Dear Compatriots, Furries and Othekins i please to greet you all, today i received some news about certain forum dedicated to the fans of My Little Pony, i used to be part of an important group of something called Poniverse Newsletter, a charge of make interviews like i did. i had few problems with the admins. Those were good people but i could detect someone was ignoring me when i always dedicated 100% to pay attention every time talk to me on Skype, no i am not begging attention, i am aware that most people have a life outside their computers, me included, is just a matter of principles, if i am busy i say it, if i dont wanna talk to someone i say it, i feel proud to say that i fully suport someone that talks and want to vent their problems, i help people to stand up.


but i am not a hypocrite, i do recognize that i hurted people in the past, i am not proud of it and i wish to change that, all i can do is to learn, learn about my mistakes and continue on. i must admit with some shame, i used to be a Brony, i thought that all was rainbows and colored things but i was wrong and i will not tell detail of my reasons to leave that fandom because i am aware that some of you may feel a brony and i don't pretend to offend my people.
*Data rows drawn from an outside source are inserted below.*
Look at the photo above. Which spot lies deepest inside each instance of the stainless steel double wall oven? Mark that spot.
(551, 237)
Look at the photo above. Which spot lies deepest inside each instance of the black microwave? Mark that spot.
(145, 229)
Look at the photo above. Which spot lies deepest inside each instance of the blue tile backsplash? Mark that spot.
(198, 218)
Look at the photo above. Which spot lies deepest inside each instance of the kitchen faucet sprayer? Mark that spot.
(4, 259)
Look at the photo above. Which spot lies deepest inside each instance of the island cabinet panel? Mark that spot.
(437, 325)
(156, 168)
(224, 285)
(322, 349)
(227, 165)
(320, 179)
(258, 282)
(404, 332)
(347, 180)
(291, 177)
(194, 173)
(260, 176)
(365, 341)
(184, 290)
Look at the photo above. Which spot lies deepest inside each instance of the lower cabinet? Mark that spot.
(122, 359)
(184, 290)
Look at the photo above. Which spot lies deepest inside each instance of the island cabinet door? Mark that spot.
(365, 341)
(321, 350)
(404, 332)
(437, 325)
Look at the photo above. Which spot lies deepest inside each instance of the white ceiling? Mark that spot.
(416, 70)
Being kicked out from the Poniverse Staff make me realize that the Brony Fandom wasn't my thing, never was, i consider the ponies like a paradise, a pretty place where you can rest and relax, but rest nonetheless attaching to their media, from music, to animations.


I thought that is not for me to rest now, i must carry on, i do not plan to seek shelter in a place where i dont feel like myself, some of you think "oh you are just butthurt" truth is no, i do recognize that i screw up and i am sorry, of course i am gonna still visit the forums because i have a friend who needs my suport and i always return a favor.


Dear people, i vent this because a pain from my heart is clear and evident, but a part of me thinks that that decition makes me feel closer to this fandom and less a brony, i do have the wish to continue with my project, and i do want to spread the feline world in the internet and start my own fandom, i have hope and i have will, i do not hate anyone or dislike anyone being a brony or not, but things are getting much clear and i have to take this ship outside Equestrian territory and explore these waters. Thanks a lot.